The Environment And Health Care

The 1.8 billion dollar man

By  Michael D. Shaw

John F. Groom is a writer and publisher with multiple credits in a variety of media. One of his latest projects is entitled The 1.8 Billion Dollar Man, and is currently available as an e-book. The provocative title refers to the annual cost for the Obama White House.

However, the book is far from a partisan screed. Instead, the work provides an introduction into just how large and often wasteful the federal bureaucracy has become. Among many other findings, Groom discovered that even after adjusting for inflation, the entire Palace of Versailles could be completely rebuilt every single year for what it costs to support the current US President.

The environmental angle here is really quite simple. No organization can be Green, or even claim to support such a notion if it is this big and bloated. Moreover, under these rubrics, there cannot be some sort of exemption for the White House, just because it is the White House. Either the future of the planet is at stake, or it isn’t.
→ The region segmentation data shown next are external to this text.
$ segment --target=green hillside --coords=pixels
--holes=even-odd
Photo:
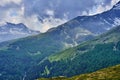
[[[44,66],[41,64],[43,70],[38,69],[40,70],[39,76],[71,77],[120,64],[119,34],[120,26],[94,40],[83,42],[77,47],[49,56],[48,60],[42,63]],[[41,68],[41,65],[39,65],[39,68]],[[49,71],[49,73],[45,73],[46,71]]]
[[[82,74],[70,78],[40,78],[38,80],[120,80],[120,65],[98,70],[93,73]]]

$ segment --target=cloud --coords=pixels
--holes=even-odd
[[[20,4],[21,0],[0,0],[0,6],[5,6],[10,3]]]
[[[104,1],[105,0],[99,0],[99,1],[97,0],[96,1],[96,3],[98,2],[97,5],[93,6],[93,8],[89,10],[87,15],[95,15],[95,14],[99,14],[104,11],[107,11],[107,10],[111,9],[113,7],[113,5],[115,5],[120,0],[111,0],[108,5],[106,5]]]

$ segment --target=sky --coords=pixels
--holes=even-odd
[[[95,15],[120,0],[0,0],[0,25],[23,23],[46,32],[77,16]]]

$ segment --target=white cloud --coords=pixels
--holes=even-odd
[[[49,16],[54,16],[54,11],[47,9],[46,14],[49,15]]]
[[[0,0],[0,6],[5,6],[6,4],[9,3],[20,4],[21,2],[22,2],[21,0]]]
[[[98,5],[94,6],[92,9],[90,9],[88,14],[95,15],[95,14],[99,14],[104,11],[107,11],[107,10],[111,9],[113,7],[113,5],[115,5],[120,0],[111,0],[111,4],[106,5],[106,6],[103,6],[104,5],[103,1],[104,0],[99,0],[99,1],[97,0],[96,2],[98,2]]]

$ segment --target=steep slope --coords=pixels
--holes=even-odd
[[[82,74],[71,78],[57,77],[57,78],[41,78],[38,80],[119,80],[120,79],[120,65],[105,68],[93,73]]]
[[[119,17],[118,15],[119,11],[120,10],[112,9],[108,12],[105,12],[106,15],[104,15],[105,13],[95,15],[96,17],[99,16],[98,18],[95,18],[94,16],[77,17],[63,25],[58,26],[57,28],[48,30],[46,33],[37,36],[31,36],[27,38],[1,43],[0,44],[1,80],[2,79],[21,80],[24,78],[26,80],[33,80],[38,77],[67,75],[70,71],[72,71],[71,74],[67,76],[83,73],[82,71],[76,72],[76,70],[78,70],[77,69],[78,67],[76,68],[76,70],[71,70],[72,68],[74,69],[75,65],[70,67],[70,64],[73,64],[74,61],[77,61],[74,60],[74,57],[72,57],[75,54],[71,54],[72,51],[73,52],[76,51],[76,48],[73,48],[75,49],[75,51],[73,49],[68,49],[67,52],[65,51],[66,53],[65,56],[62,54],[63,52],[60,53],[61,55],[64,56],[63,61],[61,61],[61,57],[59,57],[59,59],[55,57],[54,59],[54,56],[51,55],[56,54],[66,48],[76,46],[83,41],[93,39],[94,36],[107,31],[107,29],[104,29],[103,26],[108,26],[108,23],[106,23],[100,17],[102,15],[104,15],[103,18],[112,17],[112,20],[110,21],[114,21],[115,18]],[[83,19],[84,21],[82,21]],[[104,21],[104,23],[101,26],[100,25],[97,26],[99,24],[99,20]],[[93,24],[93,22],[95,23]],[[113,24],[111,23],[109,25],[109,28],[111,28],[113,25],[114,23]],[[90,29],[88,29],[89,27]],[[91,49],[92,47],[88,46],[88,48]],[[71,53],[69,50],[71,50]],[[84,51],[84,48],[82,52],[86,52]],[[70,57],[67,56],[67,53],[70,53],[68,54]],[[67,64],[66,61],[71,61],[71,60],[66,60],[68,58],[71,60],[73,58],[74,60],[74,61],[72,60],[73,62],[70,62],[69,65]],[[78,63],[79,61],[77,61],[77,64]],[[65,64],[66,66],[62,66],[62,64]],[[53,67],[53,65],[55,66]],[[56,71],[58,66],[60,66],[61,68],[58,68],[58,71]],[[69,70],[67,69],[67,67],[69,68]],[[66,71],[63,71],[65,69]],[[94,70],[90,70],[90,71],[94,71]],[[86,70],[85,72],[89,72],[89,71]]]
[[[37,35],[39,33],[40,33],[39,31],[28,29],[22,23],[20,24],[6,23],[6,25],[0,26],[0,42],[27,37],[30,35]]]
[[[120,26],[94,40],[51,55],[37,70],[41,77],[70,77],[120,64],[119,34]]]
Of course, Obama’s is by no means the first profligate White House.

Nor is he the first president to talk about cutting spending, never considering the expenses closest to himself.

In my interview with Groom, he pointed out that invariably, financial costs are intimately related to environmental costs. A big car costs more to purchase and maintain, while causing more environmental damage. Likewise, a presidential trip that “requires” five helicopters instead of one costs more in both money and environmental impact.

I asked him why the public does not seem to react to extravagant and questionable activities by celebrities, such as high overhead concerts for this or that cause, or private jet trips around the world made to convince the little people that they should care more for the environment. His reply was most enlightening.

First of all, given this era of instant communications and myriads of media sources, the public could well be aware of many iniquities, but might also be suffering from data overload, and thus be thrown into apathy. As to the seeming lack of shame on the part of the offenders, he refers to an insidious and synergistic combination of a sense of entitlement, detachment from reality, and an obsession with personal gratification at any cost.

Since leaders and tastemakers see no need to curtail their excesses, these actions speak far more powerfully than their words, so most of the public remains uninspired, and few will change their bad environmental habits.

Note that the outward actions of the elite can be both obviously negative, as described above, or foolishly symbolic. While attacks on SUVs and other gas guzzlers appear to have merit at first blush, consider the huge savings in energy consumption and environmental impact that would be realized—quite easily—if office workers were merely allowed to telecommute and teleconference on a much grander scale.

Groom emphasizes another factor: The disappearance of personal responsibility. While the history of this phenomenon could be traced back to paternalistic government programs within the New Deal, and perhaps even earlier, Groom maintains that it really took off during the late 1960s and early 1970s, when psychologists mainstreamed the notion that your problems are the result of someone else’s oppression.

The 1980s would launch the meme of no personal responsibility into the stratosphere. Groom notes that more civil suits were filed in the 1980s in America than in all the previous years combined. As he wryly puts it, “All of a sudden, everyone is blaming everyone for everything, while trying to figure out a way to make money on it.”

Which brings us to health care. Groom says that more than 70% of all medical treatment is related to conditions that are lifestyle-induced. But, why should anyone change bad habits, if they’re not his fault? Besides, isn’t there a drug for that?

I guess the late Michael Jackson was onto something in 1988 with “Man in the Mirror.”